According to the method and the device, a blocking queue for reading thread consumption is added to the DataX, and the analyzed records from the XML file are stored in the blocking queue for reading thread consumption of the DataX by using the event stream of the SAXReader, so that the DataX can read one record on the XML file every time without loading the XML file to a memory at one time, and the record is converted into a DataX protocol.
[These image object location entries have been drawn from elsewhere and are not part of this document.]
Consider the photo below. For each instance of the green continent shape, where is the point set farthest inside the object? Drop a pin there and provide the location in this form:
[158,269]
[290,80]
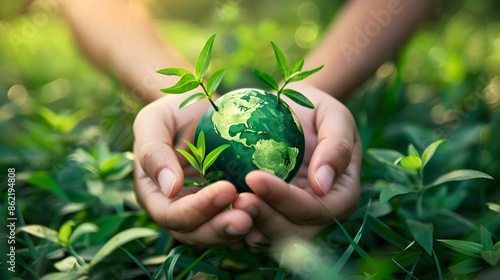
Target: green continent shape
[235,111]
[275,157]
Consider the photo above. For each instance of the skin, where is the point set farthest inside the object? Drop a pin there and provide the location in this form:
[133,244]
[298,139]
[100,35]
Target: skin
[120,34]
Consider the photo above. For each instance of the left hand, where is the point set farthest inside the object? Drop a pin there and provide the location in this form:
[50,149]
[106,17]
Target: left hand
[327,184]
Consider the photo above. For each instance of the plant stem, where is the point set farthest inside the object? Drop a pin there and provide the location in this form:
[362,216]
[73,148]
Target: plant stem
[208,97]
[279,93]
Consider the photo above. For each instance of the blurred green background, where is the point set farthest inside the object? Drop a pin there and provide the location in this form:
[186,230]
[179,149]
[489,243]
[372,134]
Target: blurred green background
[60,117]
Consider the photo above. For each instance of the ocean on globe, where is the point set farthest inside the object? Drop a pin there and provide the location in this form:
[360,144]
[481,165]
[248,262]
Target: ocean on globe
[262,136]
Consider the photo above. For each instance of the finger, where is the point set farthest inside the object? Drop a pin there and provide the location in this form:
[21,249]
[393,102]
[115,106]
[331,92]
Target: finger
[225,228]
[296,204]
[186,213]
[332,156]
[153,146]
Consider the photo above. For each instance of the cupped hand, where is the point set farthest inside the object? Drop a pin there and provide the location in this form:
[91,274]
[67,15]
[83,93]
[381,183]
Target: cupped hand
[193,216]
[326,186]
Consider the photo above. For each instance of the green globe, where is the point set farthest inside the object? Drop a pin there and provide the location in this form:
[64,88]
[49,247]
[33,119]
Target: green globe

The XML is extracted by using the Xpath, so that element nodes, attribute nodes and element nodes can be conveniently extracted, and complex XML data can be processed.

Based on the foregoing embodiments, the present application provides an apparatus for reading an XML file, where the apparatus includes modules and units included in the modules, and the apparatus can be implemented by a processor in a device for reading an XML file; of course, the implementation can also be realized through a specific logic circuit; in implementation, the processor may be a Central Processing Unit (CPU), a Microprocessor (MPU), a Digital Signal Processor (DSP), a Field Programmable Gate Array (FPGA), or the like.

Fig. 5 is a schematic structural diagram of an apparatus for reading an XML document according to an embodiment of the present application, and as shown in fig. 5, the apparatus 500 includes: an obtaining module 501, a reading module 502 and a determining module 503, wherein:

the obtaining module 501 is configured to sequentially obtain, according to the sequence of the M XML records, the fields in each XML record by using N xpaths, so as to obtain N fields correspondingly, where N is an integer greater than or equal to 1;

the reading module 502 is configured to sequentially read, according to the sequence of the M XML records, the fields in each XML record by using N xpaths, so as to obtain N fields correspondingly, where N is an integer greater than or equal to 1;

the determining module 503 is configured to determine, according to the sequence of the M XML records, a line character string corresponding to the N fields read from each XML record, and convert each line character string into a character string meeting a DataX protocol, so as to be processed by a DataX write thread.

In some embodiments, the reading module further includes an assembling unit and a reading unit, where the assembling unit is configured to assemble N xpaths according to the reading requirement of the XML file; the reading unit is configured to, when the M XML records are scanned in a stream scanning manner, sequentially read the fields in each XML record by using N xpaths according to the sequence of the M XML records, and correspondingly obtain N fields.

In some embodiments, the assembly unit further includes a determination subunit and an assembly subunit, where the determination subunit is configured to determine, according to a reading requirement of the XML file, N cyclic paths and N extraction fields corresponding to the N cyclic paths one to one; and the assembling subunit is configured to assemble an Xpath according to each of the N cyclic paths and the corresponding N decimation fields, so as to obtain the N xpaths.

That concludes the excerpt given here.